The macroscopic sources of contrast in a relatively low numerical aperture confocal imaging system were computed using a Monte Carlo model, and found to originate primarily from mismatches in index of refraction. Comparison of the model with measurements of the background signals from scattering tissue phantoms illustrates the dependence of the confocal signal on the scattering phase function of the medium.
The FDTD method was used to study the scattering properties of inhomogeneous cells. The scattering properties of cells were found to be highly dependent on cell morphology, particularly small organelles and inhomogeneities within the nucleus. The phase function for most cells cannot be adequately described by a single parameter, such as g in the Henyey Greenstein approximation. However, a three-term summation of exponentials provides an accurate fit to the cell scattering pattern.
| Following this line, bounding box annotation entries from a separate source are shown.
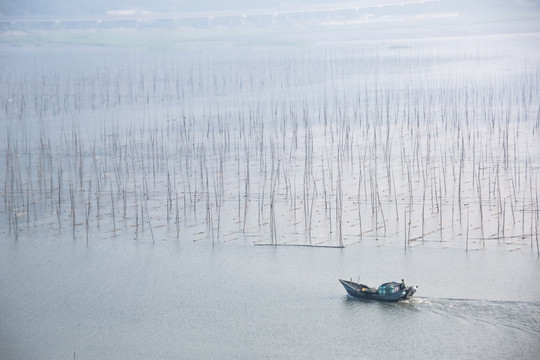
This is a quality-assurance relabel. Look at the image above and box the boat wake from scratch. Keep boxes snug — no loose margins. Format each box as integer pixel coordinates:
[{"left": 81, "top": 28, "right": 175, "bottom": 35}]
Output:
[{"left": 410, "top": 297, "right": 540, "bottom": 334}]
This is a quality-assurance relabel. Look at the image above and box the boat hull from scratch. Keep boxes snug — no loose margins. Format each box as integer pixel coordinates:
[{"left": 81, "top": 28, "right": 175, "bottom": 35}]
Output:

Measurements of the scattering properties of cell suspensions compared favorably with the FDTD predictions. Both the measurements and the FDTD model were used to present a possible explanation for the acetowhitening effect used in colposcopy.
The effects of an inhomogeneous cell on the propagation of a focused Gaussian beam were examined using the FDTD model, and used as a possible explanation for the loss of lateral resolution in confocal imaging. Comparison of the beam spreading due to tissue phantoms and cells indicates that polystyrene based tissue phantoms may not be accurate models for tissue in high resolution imaging applications.